Sevgili kardeşlerim: öncelikle kul hakkının tarifini ve açıklamasını yapalım.
Kul Hakkı: Bir kulun başka bir kul üzerinde olduğu haktır.
Kul hakkının vebali yüce Allah katında oldukça fazladır. Cenab-ı Hak kul hakkı için "Benim yanıma her şey ile gelin affederim. Fakat kul hakkı ile gelmeyin, o durum kuluma kalmış bir şeydir kulumun tasarrufundadır o affeder. " demiştir. Allah'ın bu günahı bağışlayabilmesi için hakkı yenen kula danışacağı bilinmektedir. Eğer hakkı yenen hak sahibi kişiyi bağışlamazsa Allah bu günahı affetmeyecektir. Cenab-ı Hak her insana bir takım haklar tanımıştır. İnsanların birbirleri üzerinde hakları bulunmaktadır.
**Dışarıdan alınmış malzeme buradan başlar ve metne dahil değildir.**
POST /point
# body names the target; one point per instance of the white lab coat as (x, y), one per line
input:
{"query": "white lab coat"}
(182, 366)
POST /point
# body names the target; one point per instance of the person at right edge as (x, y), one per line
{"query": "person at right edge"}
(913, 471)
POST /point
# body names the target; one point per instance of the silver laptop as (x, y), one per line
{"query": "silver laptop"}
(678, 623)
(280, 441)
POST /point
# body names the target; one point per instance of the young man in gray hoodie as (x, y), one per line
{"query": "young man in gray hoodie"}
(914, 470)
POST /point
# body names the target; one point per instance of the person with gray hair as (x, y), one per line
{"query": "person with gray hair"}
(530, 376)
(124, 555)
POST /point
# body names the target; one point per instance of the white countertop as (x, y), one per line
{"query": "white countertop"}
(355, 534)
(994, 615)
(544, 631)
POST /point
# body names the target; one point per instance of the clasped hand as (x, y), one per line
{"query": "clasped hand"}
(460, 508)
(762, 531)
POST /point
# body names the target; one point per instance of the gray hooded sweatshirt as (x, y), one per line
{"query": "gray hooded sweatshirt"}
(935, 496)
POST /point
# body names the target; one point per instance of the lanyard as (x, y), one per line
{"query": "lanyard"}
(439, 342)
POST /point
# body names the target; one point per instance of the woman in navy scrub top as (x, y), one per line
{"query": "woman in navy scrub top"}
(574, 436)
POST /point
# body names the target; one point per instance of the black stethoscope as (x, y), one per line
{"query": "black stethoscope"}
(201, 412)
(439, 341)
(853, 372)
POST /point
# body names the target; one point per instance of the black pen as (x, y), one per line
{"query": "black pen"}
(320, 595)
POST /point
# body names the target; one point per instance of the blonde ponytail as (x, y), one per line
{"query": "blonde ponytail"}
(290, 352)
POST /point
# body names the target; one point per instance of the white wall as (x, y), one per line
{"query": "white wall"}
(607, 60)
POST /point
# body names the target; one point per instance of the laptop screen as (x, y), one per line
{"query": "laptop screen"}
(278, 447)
Bir kimse bir kimsenin hakkını yer, malını çalar, hırsızlık yapar ise büyük vebali olan kul hakkını işlemiş olur.
Kul hakkının önemi ve ihlali durumunda bu haklar nasıl ödenir?
İslâm’ın dini üzerinde hassasiyetle durduğu temel kavramlardan birisi hak kavramıdır. İslâm dini bütün canlılara ait hakları ayrıntılı ve detaylı bir şekilde tespit ve tarif edip sınırlarını belirledikten sonra her bir hak sahibine hakkının verilmesini emretmiş; hak ihlali anlamına gelecek her türlü davranışı da yasaklamıştır. Bu hakların başında kul hakkı gelmektedir. Nitekim Allah Teâlâ insanoğlunu en güzel biçimde yaratmış ve mükerrem kılmıştır (el-İsrâ 17/70; et-Tîn 95/4).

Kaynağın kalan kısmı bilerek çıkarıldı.